Last March, cellist Helen Gillet convened some of the most talented voices in creative music working in and around New Orleans today to record her Tephra Sound project. They arguably ended up making the perfect springtime record. With its buzz of vibrant energy, creative use of rhythm and bounty of quirky surprises, this is definitely music in bloom.

Technically, Tephra Sound is Gillet plus drummer Nikki Glaspie, Jessica Lurie on sax and flute and Brian Haas on piano. Here, the quartet’s already kinetic interactions get an extra spark courtesy of Rex Gregory on sousaphone, flute and melodica, Weedie Braimah on djembe and Annie Ellicott on vocals. Throw in effects, loops, a “vintage” ’90s toy and engineer Andrew “Goat” Gilchrist’s careful maintenance of the intimacy afforded by recording in someone’s home and the result feels more like an improvisational orchestra than a quartet plus special guests.

As the disc gets rolling, the first highlight comes in the form of “Valles Caldera,” which plays out more like a suite in some ways than the “Elden Suite,” comprised of three short tracks just over one minute each.

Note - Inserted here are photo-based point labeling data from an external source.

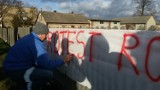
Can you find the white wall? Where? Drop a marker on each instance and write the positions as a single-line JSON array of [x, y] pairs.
[[100, 65]]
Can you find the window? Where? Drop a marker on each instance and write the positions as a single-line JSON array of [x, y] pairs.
[[115, 22]]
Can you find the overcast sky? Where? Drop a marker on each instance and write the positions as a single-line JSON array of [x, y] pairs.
[[105, 9]]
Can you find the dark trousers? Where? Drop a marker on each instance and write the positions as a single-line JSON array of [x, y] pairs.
[[32, 79]]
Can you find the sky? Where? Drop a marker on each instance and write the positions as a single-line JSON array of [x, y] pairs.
[[103, 9]]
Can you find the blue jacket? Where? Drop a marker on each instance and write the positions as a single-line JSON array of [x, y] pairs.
[[27, 52]]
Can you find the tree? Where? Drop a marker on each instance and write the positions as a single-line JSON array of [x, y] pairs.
[[145, 7], [6, 5]]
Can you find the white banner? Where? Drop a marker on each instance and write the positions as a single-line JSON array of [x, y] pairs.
[[109, 59]]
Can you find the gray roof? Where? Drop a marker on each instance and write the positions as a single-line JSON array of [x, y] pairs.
[[56, 17], [134, 20], [105, 20]]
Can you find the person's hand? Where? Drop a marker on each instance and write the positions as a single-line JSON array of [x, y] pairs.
[[68, 58]]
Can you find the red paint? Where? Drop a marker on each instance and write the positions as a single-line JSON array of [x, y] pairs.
[[56, 36], [123, 51], [91, 43], [155, 79], [83, 44], [62, 43], [69, 40], [49, 47]]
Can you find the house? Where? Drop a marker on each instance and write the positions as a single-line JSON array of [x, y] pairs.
[[17, 17], [137, 23], [104, 24], [63, 20]]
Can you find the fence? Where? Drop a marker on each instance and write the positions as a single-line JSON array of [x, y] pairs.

The title is an apparent reference to a national park whose footprint was created by a volcanic eruption, which is in turn a nod to the group’s name (a volcanic eruption creates “fragmental material” called “tephra”). Using her “megamouth” toy, Gillet lays down an addictive, borderline EDM beat that serves as an unorthodox base for what becomes a gorgeous exercise in accessible, avant-garde sound. The band’s collective sense of rhythm propels the tune; if a horn line veers out into free jazz territory, that resolute toy beat lures it back in. After a mid-song vibe change, Gillet’s bowing adds a new layer of complexity to what’s happening before the instruments grow quiet, leaving only the beat sample to fade out.

Other tracks showcase a more chamber jazz–ready feel, like the hushed “Capulin,” while the explosive “Krakatoa” transforms from the serenity of Gillet’s cello loops to an intense catharsis of sound. “Piton de la Fournaise” brings the album to an extended finish with another would-be suite that seems to tell a story of energy building, rising and erupting into a wall of effects before simmering into an elegant, faded close.

With so many paths for the listener to follow, each spin of the disc opens up a new set of possibilities. It’s a feast of an album.